The new office is “trying to reduce the friction between supply and demand, help address well-documented challenges, and help agencies make the journey easier,” he said.

Dominic Sale, who is the acting associate deputy administrator in GSA’s Office of Governmentwide Policy, agreed to launch the program at the request of the Chief Information Officer’s Council. Sale’s team is trying to create “data-driven advisory services for agency executives, helping them with their toughest policy implementation challenges, including migrating to shared solutions,” said a government source, who requested anonymity because they didn’t get permission to speak to the press. “That’s really something that has been missing in our past efforts.”

Unlike the council, GSA can devote full-time resources and staff to the effort, hopefully leading to better coordination with other GSA services and across government shared-services providers, the source said.

GSA is trying to work with agency CIOs to build a healthy marketplace, rather than force them to adopt shared services, said Sullivan.
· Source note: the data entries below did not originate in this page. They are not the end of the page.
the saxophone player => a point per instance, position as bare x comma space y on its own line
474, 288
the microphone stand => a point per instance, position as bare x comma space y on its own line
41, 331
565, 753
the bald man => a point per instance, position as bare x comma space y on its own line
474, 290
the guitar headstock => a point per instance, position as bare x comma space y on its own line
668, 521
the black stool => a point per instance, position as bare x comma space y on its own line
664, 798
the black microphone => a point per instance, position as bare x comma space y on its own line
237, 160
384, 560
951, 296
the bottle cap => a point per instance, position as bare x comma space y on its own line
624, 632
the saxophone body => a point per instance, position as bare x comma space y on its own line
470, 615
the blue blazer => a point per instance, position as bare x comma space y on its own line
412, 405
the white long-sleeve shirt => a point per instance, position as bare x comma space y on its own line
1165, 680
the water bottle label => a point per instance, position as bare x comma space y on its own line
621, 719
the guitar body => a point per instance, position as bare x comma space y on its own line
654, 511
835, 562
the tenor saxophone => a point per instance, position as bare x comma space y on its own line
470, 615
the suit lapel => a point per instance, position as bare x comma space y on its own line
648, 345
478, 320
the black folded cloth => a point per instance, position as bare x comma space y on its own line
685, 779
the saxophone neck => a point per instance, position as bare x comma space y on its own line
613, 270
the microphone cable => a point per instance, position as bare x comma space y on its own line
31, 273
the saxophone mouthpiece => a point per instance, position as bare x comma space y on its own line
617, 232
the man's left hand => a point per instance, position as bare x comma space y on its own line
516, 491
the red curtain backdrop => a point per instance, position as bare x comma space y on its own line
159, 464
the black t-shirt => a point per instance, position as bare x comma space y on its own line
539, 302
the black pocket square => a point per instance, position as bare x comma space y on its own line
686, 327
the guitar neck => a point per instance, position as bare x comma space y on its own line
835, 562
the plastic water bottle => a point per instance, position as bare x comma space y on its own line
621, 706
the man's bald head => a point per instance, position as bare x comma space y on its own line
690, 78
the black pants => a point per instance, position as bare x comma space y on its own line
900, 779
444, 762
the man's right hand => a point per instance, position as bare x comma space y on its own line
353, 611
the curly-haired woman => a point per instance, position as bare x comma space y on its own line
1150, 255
“I don’t think there’s a hammer. The whole approach is about meeting customers’ demands,” he said.

The Office of Management and Budget “is not transferring authority to GSA.”

The new program office is working from a list of recommendations made by the CIO Council’s shared services task force. Most of them seek to answer, “How do you standardize, or create some sense of order, to the acquisition, funds transfer, customer readiness assessments, and [agencies’] working with vendors?” Sullivan said.

GSA is doing market analysis to find out which agencies need which services. For example, he said, the agency is asking CIOs about their specific needs. On the other side, GSA is cataloging services provided by agencies, and learning which of those departments could handle more customers. The effort is building off of Uncle Sam’s List, a database of federal shared services that the CIO Council and OMB launched. GSA now will develop and maintain the list.

In that same vein, OMB also launched an Interagency Contracts Database earlier this year in an effort to ensure communication on existing contracts among agencies.

While GSA began this work just two weeks ago, it already has decided to take a two-pronged approach to big and small agencies, Sullivan said.

“The smallest agencies aren’t position to be a provider for anyone else. They’re positioned to be customers. The big departments already have their strategies. They are providing [services] internally and, in some cases, externally to other departments,” he said. “We’re not here to replace any work going on in the departments, but to supplement it.”